- Born: 30 March 1857 Craigend, Perthshire, Scotland
- Died: 23 October 1942 (aged 85) Cape Town, South Africa
- Education: University of Glasgow
- Spouse(s): Mary Mackintosh Young (1902–1921); Matabele Thompson (m.1928)
- Children: 3 sons
- Engineering career
- Discipline: Civil Engineer
- Significant design: Woodhead Dam

= Thomas Stewart (civil engineer) =

South African civil engineer (1857–1942)

Thomas Stewart (30 March 1857 – 23 October 1942) was a hydraulic engineer, who was born in Scotland and died at Cape Town, South Africa. He designed the Woodhead Dam, which was named an International Historic Civil Engineering Landmark by the American Society of Civil Engineers in 2008. He was called the "father of consulting engineering in South Africa" and the "first South African consulting engineer".

== Life ==
Stewart was born at Craigend, Perthshire, Scotland on 30 March 1857. At age 16, he became a student of D.H. Halkett in Alyth. In 1876, he was named an assistant at the Glasgow Corporation Waterworks. He studied at the University of Glasgow. In 1881, he was an assistant to John Wolfe-Barry. In 1882, he was named by Crown Agents for the Colonies as an assistant to J.G. Gamble for water supply and irrigation in the Cape Colony.

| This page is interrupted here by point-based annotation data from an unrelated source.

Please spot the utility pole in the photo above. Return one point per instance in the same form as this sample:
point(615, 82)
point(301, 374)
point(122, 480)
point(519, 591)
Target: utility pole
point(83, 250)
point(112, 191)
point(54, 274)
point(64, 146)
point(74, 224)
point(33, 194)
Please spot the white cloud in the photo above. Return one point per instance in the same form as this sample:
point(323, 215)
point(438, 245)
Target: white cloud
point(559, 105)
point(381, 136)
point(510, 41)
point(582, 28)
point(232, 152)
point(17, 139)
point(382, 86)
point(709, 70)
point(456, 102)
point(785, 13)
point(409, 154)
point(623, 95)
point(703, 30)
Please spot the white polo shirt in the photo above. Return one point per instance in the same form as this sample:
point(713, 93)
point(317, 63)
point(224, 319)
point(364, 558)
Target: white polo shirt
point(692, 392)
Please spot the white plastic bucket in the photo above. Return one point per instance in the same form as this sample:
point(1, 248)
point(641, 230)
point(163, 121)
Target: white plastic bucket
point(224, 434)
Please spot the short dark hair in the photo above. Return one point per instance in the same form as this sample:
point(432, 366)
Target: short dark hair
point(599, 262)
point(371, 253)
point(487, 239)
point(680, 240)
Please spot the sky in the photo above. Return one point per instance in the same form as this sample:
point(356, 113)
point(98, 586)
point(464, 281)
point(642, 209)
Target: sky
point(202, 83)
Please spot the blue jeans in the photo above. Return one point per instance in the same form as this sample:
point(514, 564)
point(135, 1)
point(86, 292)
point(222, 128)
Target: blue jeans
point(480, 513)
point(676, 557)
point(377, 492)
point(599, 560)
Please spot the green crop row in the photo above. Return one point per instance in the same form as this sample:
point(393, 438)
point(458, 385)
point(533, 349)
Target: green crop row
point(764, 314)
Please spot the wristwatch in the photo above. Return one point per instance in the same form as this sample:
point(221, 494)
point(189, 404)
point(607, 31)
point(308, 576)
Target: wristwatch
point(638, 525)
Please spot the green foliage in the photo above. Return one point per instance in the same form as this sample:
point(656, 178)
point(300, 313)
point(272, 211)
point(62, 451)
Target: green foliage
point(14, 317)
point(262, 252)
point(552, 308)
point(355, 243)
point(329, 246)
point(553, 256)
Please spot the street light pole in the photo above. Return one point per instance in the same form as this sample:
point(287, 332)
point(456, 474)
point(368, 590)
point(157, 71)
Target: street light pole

He resigned from Government Service in 1886, visited Britain, and returned to South Africa as resident engineer for the Cradock waterworks. He designed the waterworks for Wynberg. In 1892, he began a private practice in Cape Town. His early projects included the design and construction of five reservoirs on Table Mountain. These were Woodhead, Hely-Hutchinson, Alexandra, Victoria, and De Villiers. He went on to build other reservoirs, waterworks, and wastewater treatment plants in South Africa.

In the Second Boer War, he was a major without pay in the Royal Engineers. He worked in the construction of defence works.

In 1902, he married Mary Mackintosh Young. They had three sons. She died in 1921. In 1928, he married Matabele, widow of F.R. Thompson.

He was a member of the Institution of Civil Engineers, the second president of the Cape Society of Engineers, and a president of the Royal Society of South Africa.

Stewart died at Kenilworth, Cape Town at the age of 85.